Monday, January 21, 2019

BOOK REVIEW: Marilla of Green Gables by Sarah McCoy

Years ago, I read Anne of Green Gables by L.M. Montgomery with my daughter and I’m still nostalgic for the shared enjoyment. When I saw Sarah McCoy wrote a novel focusing on Marilla Cuthbert, the woman who took Anne in and grew to love her as a daughter, I knew it was a book I had to read.

Marilla of Green Gables is a sweet prequel to the beloved Anne series. It opens with a young Marilla working devotedly alongside her brother, Matthew, on their parents’ farm. Her father, Hugh, is a man of few (to no) words. Her mother is more sociable but currently isolated due to a difficult pregnancy. Marilla’s Aunt Izzy has just arrived from the city to help out. Izzy tries expanding Marilla’s world, if only by taking her out more to spend time with the neighbors.

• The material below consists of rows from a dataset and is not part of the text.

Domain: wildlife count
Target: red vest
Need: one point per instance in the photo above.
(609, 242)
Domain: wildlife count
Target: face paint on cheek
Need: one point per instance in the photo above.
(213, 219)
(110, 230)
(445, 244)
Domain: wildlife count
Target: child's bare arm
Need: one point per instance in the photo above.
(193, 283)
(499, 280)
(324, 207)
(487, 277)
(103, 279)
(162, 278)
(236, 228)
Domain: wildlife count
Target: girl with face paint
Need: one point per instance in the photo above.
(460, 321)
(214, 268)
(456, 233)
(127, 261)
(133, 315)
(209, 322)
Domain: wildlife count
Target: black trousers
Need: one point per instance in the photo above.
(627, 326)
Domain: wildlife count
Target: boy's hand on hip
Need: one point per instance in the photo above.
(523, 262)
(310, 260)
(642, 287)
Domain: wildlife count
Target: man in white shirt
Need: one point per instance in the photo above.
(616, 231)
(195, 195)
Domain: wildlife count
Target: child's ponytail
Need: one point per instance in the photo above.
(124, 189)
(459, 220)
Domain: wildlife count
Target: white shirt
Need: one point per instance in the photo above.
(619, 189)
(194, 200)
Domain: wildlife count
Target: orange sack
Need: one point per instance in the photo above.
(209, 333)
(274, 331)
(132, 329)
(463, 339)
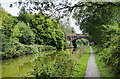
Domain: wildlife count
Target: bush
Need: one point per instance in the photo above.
(24, 33)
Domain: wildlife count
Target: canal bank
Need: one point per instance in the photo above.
(54, 63)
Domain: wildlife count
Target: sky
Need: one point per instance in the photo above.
(15, 10)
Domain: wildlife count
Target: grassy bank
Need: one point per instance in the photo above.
(81, 62)
(104, 69)
(20, 49)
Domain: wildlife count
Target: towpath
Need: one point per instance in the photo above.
(92, 70)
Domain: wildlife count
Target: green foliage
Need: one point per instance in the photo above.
(62, 64)
(47, 30)
(104, 70)
(24, 33)
(23, 15)
(102, 23)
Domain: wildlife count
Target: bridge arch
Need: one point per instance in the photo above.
(74, 40)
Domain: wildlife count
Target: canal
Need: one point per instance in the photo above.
(46, 61)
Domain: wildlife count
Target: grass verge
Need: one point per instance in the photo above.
(81, 63)
(104, 69)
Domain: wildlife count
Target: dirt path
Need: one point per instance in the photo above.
(92, 70)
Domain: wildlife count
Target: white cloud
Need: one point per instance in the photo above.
(13, 11)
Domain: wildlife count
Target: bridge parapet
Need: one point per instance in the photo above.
(72, 36)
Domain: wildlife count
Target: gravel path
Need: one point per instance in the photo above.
(92, 70)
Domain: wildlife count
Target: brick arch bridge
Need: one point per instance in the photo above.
(73, 37)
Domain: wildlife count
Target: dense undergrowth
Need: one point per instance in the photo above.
(21, 49)
(64, 64)
(23, 34)
(103, 26)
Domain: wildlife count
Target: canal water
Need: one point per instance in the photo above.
(22, 65)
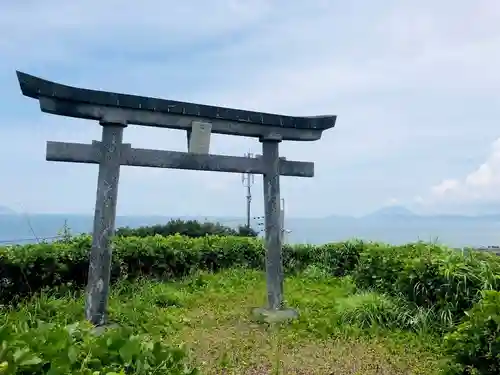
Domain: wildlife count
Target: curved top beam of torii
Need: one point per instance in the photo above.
(77, 102)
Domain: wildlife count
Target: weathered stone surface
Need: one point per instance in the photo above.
(91, 154)
(272, 213)
(37, 88)
(274, 316)
(96, 301)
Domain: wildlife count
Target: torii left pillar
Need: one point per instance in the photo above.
(111, 146)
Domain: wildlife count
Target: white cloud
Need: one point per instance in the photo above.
(479, 187)
(405, 78)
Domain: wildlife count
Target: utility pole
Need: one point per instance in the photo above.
(248, 180)
(284, 231)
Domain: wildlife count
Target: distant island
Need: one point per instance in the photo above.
(393, 224)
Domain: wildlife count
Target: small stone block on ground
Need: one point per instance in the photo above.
(274, 316)
(99, 330)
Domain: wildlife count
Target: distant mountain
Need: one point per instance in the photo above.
(394, 224)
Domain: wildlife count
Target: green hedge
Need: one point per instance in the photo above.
(189, 228)
(446, 281)
(24, 270)
(47, 348)
(475, 343)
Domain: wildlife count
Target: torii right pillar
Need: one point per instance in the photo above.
(275, 310)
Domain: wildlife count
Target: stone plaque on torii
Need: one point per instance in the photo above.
(116, 111)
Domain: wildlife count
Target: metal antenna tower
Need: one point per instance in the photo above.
(248, 179)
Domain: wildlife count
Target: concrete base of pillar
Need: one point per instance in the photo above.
(266, 315)
(99, 330)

Marilla meets the girl who will be her closest friend, Rachel White. Marilla also becomes reacquainted with a neighbor, John Blythe. The two are destined to fall in love.

Unfortunately, tragedy strikes. Marilla’s mother dies in childbirth. Her last words extract a promise from Marilla to take care of her father and brother. No doubt, Marilla misinterprets her mother’s intention. She takes it into her head that she has promised never to leave Green Gables – never to marry or have a life of her own. Maybe it’s an excuse. She loves her home and doesn’t want to leave.

Marilla leads a fairly quiet life, devoted to her family, punctuated by encounters with John that leave her questioning her choice. Often she is irritated by her own conflicting desires and strikes out, pushing John away. (Readers may grow frustrated by her here.)

Marilla is a native of Prince Edward Island. During the time frame of the novel, Canada is undergoing an upheaval as conservatives (those loyal to the Crown) and liberals (those who look to the U.S. as an example of freedom) come to violence. Marilla comes from a long line of conservatives. John is a liberal.

Additional historical context is provided with Marilla’s response to slavery in the United States. Through charity work, Marilla comes in contact with ex-slaves who have escaped by crossing into Canada. Although slavery is against the law in Canada, slave catchers are active and are supported by the government. Marilla and her aunt Izzy work with a Catholic orphanage to help runaways. This is more dangerous work than I would have expected, imagining Canada as a more welcoming haven.

The injection of these historical bits adds drama and interest to Marilla’s tale. The failed courtship gives the story poignancy and provides a plausible backstory for the Marilla of Anne’s story. You don’t have to have read Anne of Green Gables to appreciate Marilla of Green Gables, but you’ll be missing out on a beautiful classic if you don’t. Like L.M. Montgomery’s works, this book can be enjoyed by older children and adults of all ages.